According to the docs, String.split/1…

Divides a string into substrings at each Unicode whitespace occurrence…

(emphasis mine)

But I found that it doesn’t do this for U+00A0 “NO-BREAK SPACE” (UTF-8 <<194, 160>>). Maybe others too? No-break space is unicode whitespace and it’s marked as such in the Elixir Unicode property list.

Here’s the unexpected behavior I see (Elixir 1.14):

iex(1)> nbsp = <<194, 160>>
" "
iex(2)> s = Enum.join ["one", "two", "three"], nbsp
"one two three"
iex(3)> String.split s
["one two three"]

I expected it to split on the nbsp, producing the input, ["one", "two", "three"].

I traced the code for String.split/1 to break() here: elixir/lib/elixir/unicode/unicode.ex at main · elixir-lang/elixir · GitHub. It looks ok to me, though.

Background: This caused problems for me parsing some text. I didn’t realize that this is valid Unicode because String.split/1 and Regex.run where failing on it (although for two different reasons).

brettbeatty · September 21, 2022, 10:30pm

The String.split/1 docs also have this line:

Divisions do not occur on non-breaking whitespace.

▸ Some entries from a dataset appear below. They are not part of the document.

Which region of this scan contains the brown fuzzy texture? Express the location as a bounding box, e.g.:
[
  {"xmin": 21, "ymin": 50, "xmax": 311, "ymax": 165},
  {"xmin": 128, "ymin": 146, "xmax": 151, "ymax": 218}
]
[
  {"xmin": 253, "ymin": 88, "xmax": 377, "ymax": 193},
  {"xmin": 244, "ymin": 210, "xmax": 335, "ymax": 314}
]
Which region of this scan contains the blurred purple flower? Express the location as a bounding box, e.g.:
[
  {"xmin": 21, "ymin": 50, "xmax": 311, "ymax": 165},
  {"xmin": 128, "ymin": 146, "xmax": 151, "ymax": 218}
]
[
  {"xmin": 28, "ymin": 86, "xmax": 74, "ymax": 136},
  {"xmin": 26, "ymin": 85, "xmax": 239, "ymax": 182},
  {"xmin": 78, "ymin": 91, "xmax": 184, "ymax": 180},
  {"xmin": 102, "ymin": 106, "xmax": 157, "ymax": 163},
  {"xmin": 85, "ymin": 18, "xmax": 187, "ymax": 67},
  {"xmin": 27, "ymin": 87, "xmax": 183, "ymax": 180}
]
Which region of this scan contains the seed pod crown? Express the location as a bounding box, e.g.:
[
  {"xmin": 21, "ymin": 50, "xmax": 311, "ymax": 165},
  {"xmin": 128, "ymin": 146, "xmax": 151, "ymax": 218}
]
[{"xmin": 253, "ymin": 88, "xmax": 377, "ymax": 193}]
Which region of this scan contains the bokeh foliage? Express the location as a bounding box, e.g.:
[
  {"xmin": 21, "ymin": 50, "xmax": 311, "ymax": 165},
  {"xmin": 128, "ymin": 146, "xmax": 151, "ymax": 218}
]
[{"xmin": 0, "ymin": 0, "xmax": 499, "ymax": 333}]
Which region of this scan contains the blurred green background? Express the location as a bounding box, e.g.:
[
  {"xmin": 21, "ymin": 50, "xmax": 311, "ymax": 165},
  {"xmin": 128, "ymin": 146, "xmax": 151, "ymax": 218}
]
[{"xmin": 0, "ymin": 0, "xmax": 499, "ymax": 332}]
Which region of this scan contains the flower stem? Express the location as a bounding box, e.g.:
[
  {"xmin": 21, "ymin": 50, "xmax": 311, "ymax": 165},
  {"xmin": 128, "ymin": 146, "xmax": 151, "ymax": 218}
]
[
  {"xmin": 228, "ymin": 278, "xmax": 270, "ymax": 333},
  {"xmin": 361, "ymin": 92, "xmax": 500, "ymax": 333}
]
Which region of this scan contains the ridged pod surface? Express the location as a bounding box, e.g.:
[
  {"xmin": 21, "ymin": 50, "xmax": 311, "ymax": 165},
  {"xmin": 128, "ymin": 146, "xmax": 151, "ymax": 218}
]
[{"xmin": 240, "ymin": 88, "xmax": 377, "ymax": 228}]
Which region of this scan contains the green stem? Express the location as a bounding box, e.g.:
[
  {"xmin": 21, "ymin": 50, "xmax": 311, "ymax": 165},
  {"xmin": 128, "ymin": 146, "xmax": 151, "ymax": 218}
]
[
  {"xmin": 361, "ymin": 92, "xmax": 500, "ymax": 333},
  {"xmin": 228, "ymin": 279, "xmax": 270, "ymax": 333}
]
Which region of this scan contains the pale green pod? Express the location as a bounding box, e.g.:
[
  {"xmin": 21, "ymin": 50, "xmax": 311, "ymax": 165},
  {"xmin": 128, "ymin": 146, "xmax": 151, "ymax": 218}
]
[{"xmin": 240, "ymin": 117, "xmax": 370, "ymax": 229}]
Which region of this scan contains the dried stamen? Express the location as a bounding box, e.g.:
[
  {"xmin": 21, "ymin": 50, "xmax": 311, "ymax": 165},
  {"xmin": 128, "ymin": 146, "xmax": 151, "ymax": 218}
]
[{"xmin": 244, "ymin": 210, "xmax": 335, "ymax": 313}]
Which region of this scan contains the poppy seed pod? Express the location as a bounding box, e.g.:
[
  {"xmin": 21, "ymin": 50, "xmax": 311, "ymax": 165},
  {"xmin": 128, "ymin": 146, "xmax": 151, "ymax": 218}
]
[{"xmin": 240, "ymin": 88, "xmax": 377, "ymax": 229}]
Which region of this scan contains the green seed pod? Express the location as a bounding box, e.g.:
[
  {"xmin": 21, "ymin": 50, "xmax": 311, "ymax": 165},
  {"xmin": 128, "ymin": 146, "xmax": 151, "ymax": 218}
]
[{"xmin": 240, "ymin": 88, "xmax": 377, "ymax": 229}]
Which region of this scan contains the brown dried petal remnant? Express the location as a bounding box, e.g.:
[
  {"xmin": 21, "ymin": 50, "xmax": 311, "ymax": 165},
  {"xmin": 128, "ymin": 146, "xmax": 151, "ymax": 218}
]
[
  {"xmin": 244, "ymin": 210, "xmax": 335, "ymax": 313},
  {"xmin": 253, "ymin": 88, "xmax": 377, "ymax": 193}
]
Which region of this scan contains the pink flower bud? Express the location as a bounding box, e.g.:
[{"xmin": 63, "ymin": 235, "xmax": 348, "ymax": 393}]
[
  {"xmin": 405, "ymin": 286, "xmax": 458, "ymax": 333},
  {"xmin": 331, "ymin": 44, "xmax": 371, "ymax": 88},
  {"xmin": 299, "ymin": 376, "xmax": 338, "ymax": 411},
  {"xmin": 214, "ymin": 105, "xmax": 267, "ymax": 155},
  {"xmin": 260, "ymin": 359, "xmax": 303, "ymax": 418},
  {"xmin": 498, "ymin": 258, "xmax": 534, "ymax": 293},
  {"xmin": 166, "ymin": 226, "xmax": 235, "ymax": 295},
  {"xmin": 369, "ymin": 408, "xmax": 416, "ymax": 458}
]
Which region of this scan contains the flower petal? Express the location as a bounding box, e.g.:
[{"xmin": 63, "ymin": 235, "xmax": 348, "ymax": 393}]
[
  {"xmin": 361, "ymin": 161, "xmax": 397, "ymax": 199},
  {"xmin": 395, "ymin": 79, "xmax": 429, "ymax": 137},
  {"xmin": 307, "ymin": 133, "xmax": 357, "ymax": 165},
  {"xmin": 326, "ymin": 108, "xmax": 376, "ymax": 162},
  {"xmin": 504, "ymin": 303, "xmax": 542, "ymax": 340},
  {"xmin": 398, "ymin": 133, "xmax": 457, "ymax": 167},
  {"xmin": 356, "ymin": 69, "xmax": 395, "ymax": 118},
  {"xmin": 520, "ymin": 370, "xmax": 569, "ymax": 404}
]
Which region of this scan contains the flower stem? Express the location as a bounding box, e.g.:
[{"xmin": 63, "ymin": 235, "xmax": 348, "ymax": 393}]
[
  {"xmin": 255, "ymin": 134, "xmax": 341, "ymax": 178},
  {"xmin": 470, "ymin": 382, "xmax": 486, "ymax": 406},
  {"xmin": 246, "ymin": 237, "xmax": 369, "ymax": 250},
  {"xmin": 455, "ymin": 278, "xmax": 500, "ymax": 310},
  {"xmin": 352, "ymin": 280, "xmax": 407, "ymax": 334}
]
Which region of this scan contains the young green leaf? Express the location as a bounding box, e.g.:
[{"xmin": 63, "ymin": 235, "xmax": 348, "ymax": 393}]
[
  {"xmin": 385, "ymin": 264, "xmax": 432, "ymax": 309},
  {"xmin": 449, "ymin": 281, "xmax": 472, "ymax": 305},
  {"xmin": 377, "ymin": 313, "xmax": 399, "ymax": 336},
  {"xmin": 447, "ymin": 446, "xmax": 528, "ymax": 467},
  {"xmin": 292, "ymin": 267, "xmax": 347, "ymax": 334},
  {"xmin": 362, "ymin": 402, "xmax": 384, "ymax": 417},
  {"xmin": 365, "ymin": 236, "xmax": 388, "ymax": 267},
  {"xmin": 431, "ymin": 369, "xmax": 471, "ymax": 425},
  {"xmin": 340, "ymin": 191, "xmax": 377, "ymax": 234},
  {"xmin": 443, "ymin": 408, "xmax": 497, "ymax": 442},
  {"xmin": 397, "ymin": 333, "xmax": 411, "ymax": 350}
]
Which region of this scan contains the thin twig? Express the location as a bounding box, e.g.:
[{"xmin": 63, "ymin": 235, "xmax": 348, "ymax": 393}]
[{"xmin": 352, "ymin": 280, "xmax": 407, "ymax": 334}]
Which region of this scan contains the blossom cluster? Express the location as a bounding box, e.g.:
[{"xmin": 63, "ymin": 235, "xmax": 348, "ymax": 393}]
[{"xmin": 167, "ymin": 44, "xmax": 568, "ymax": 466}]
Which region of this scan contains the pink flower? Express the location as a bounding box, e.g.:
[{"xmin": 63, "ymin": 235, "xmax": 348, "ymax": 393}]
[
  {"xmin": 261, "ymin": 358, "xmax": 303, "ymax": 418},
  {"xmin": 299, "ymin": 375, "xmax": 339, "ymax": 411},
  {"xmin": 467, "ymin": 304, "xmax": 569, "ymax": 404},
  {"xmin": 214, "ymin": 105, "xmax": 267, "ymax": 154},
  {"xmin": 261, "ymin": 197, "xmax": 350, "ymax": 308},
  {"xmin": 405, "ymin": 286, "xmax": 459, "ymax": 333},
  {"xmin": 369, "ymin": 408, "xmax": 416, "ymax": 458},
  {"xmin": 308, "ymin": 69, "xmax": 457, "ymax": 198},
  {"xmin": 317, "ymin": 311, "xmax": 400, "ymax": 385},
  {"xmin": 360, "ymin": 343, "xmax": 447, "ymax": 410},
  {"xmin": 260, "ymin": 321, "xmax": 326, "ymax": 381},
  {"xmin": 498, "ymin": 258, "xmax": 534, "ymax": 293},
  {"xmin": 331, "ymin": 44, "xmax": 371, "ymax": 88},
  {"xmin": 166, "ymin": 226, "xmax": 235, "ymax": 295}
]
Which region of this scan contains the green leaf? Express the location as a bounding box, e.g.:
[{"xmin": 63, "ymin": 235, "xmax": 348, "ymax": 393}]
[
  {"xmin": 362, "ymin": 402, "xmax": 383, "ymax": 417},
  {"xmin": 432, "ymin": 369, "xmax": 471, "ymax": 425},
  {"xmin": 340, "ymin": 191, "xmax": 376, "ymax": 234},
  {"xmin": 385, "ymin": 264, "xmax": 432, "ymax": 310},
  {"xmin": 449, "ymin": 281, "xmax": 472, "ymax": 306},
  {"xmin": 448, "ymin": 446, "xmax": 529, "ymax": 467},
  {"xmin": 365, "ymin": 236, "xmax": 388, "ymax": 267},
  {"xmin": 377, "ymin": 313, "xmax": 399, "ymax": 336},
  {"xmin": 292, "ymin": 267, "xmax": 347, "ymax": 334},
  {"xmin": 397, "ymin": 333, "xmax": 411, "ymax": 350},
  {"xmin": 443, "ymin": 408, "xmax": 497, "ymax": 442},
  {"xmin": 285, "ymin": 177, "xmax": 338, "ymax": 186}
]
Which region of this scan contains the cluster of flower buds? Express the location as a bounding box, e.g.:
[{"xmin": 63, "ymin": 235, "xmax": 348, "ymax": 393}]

dogweather · September 21, 2022, 10:30pm

Urp! Thank you, I didn’t catch that.

kip · September 22, 2022, 1:56am

The ‘break’ property and the ‘whitespace’ property are orthogonal in Unicode. Definitely significant overlap when looked at from the perspective of Latin scripts but definitely not universal - especially for languages that do not use whitespace between words (like Japanese, Chinese, Thai, Lao, Khmer, Myanmar scripts).

The elixir default for String.split/1 is “breaking whitespace”. By definition, “non breaking” characters should not break words, lines or sentences.

dogweather · September 22, 2022, 4:54am

Fascinating, thank you.

dogweather · September 22, 2022, 5:44am

I found an interesting consequence of the absence of whitespace in certain languages: some software handles line-breaking better than others.

Here’s Firefox maybe correctly line-wrapping a Japanese Wikipedia page. It won’t break up words:

Screen Shot 2022-09-21 at 11.39.10 PM

But Safari does break up some words, wrapping character-by-character:

Screen Shot 2022-09-21 at 11.38.29 PM

Those two extra characters after 1973 seem to be part of the next word. We can see how Firefox prefers to keep a word’s characters together, at the expense of a pretty flush layout. (See the line above 1973 with extra whitespace at the end.

[My wife, who knows Japanese, told me about the Japanese particles and they’re used to mark word boundaries.]